In short, use a 91 radiator, and a Comanche overflow bottle. It's a tight fit over the wire harness.
Next is getting the fan to turn on. Either put a manual switch on it and always watch the heat gauge, or fix it. Either use the Speedway adjustable fan switch kit, or rig your own adapter. A 92 thermostat neck will allow you to go crazy trying to spec a 180-200 degree thermal fan switch (not a sensor.) You can't use the 92 up because it's a variable voltage, not on/off. I adapted a Merkur switch, basically a pipe adapter and long wires back into the stock wiring lead. A pigtail lead was about impossible, cut the plastic down and used a ATM fuse holder slipped over the pins. Did I say it looked hillbilly? The Speedway kit lets you control the temp on and override it, too. Very elegant, hooks up to the gauge sensor, avoids the whole mess.

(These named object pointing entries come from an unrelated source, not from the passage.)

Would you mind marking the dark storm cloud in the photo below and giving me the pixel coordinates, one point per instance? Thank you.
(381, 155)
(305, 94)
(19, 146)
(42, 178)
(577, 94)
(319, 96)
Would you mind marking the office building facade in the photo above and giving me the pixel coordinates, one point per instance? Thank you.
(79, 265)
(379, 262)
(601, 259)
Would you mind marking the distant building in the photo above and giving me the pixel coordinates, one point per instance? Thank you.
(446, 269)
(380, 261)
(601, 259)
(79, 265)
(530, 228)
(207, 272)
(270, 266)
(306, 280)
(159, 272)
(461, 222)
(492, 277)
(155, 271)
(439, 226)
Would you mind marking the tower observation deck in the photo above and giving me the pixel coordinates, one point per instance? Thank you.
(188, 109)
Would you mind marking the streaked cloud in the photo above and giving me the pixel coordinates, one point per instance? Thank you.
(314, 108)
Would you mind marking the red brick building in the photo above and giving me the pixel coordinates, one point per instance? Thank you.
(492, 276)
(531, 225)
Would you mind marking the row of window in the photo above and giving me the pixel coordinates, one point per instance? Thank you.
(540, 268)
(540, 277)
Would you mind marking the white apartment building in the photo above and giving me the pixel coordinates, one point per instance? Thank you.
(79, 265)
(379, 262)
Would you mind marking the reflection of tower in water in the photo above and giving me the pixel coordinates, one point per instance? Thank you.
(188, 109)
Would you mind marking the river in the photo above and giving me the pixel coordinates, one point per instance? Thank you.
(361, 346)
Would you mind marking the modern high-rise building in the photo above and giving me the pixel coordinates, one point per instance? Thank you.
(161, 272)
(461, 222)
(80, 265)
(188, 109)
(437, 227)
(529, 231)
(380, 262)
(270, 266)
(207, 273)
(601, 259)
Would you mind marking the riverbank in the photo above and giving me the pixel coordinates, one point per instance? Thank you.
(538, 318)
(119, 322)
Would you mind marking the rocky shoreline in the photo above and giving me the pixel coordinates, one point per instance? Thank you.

Adapting the old switch into the radiator at the old location is a loser, it's positioned too late in the cycle, and it would take a custom radiator. In brass, possible, not so much in plastic. If that was the deal, we'd just get the necks added.
Get a 92 up heater valve and reconnect the hoses, watch the flow direction or it runs cold. It will take a adapter for one hose to fit the larger core tube. Looks like a nest of clamps.
The closed system works just fine, supply of the turtle tanks is out there. What most don't like is the burping and filling necessary. That still has to happen, the radiator is lower than the highest point in the head. Unless you need to buy a new rad and think you can live with sciencing out two different systems, it's a lot of expense with the only return being a filler neck.
Gotta say it - been there, done that. It's not a project with much return.